Год за годом я училась соответствовать его образу жизни. Деревья ведь живут очень медленно и долго. Год моей жизни ему казался всего лишь днем, и я приучала себя быть терпеливой, тратить на беседу с ним месяц, а не несколько минут, а на общение — годы, а не дни. Я всегда неплохо рисовала — хотя Стэн считал это напрасной тратой времени, — вот и стала рисовать мой бук (или даже так: Мой Бук, ведь со временем он стал мне необычайно дорог), я рисовала и рисовала его, зимой, летом и снова зимой, рисовала с любовью, с пристальным вниманием к мельчайшим деталям. Постепенно это увлечение стало напоминать одержимость — я восхищалась его формой, его упоительной красотой, медлительным и сложным языком его листьев и молодых побегов. Летом он разговаривал со мной с помощью своих ветвей, а зимой я сама нашептывала свои секреты его спящим корням.

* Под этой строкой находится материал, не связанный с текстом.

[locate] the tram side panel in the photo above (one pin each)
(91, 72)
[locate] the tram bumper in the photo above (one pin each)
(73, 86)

Знаете, ведь именно деревьям более всех прочих живых существ свойственны покой и созерцательность. Впрочем, и мы, люди, изначально отнюдь не были предназначены для жизни с такой лихорадочной скоростью; мы словно вечно убегаем от преследования, словно вечно за чем-то гонимся, что-то хватаем и тут же бросаемся вдогонку за следующей вещью; мы бегаем, точно лабораторные крысы по лабиринту, стремясь к неизбежному и на ходу пожирая, судорожно заглатывая предложенные нам горькие угощения. Деревья совсем другие. Находясь среди деревьев, я замечаю, как мое дыхание становится ровнее, я начинаю чувствовать биение собственного сердца, сознавать, в какой гармонии движется окружающий меня мир, слышать голоса океанов, хотя никогда их не видела и, наверное, никогда уже не увижу. Мой Бук никогда не испытывал ненужного беспокойства, никогда не суетился и не приходил в ярость по пустякам и никогда не отговаривался тем, что слишком занят, — он всегда был готов посмотреть на тебя или выслушать. Другие деревья, может, и отличались более поверхностным отношением к жизни, а то и лживостью, жестокостью или даже несправедливостью — но только не Мой Бук. Мой Бук всегда занимал подобающее ему место и всегда оставался самим собой. И с течением лет я стала испытывать все большую зависимость от его спокойной безмятежности и все большее отвращение к людям, этим потным, розовым лабораторным крысам с их отвратительными привычками; меня все сильней тянуло к деревьям — тянуло медленно, но неотвратимо.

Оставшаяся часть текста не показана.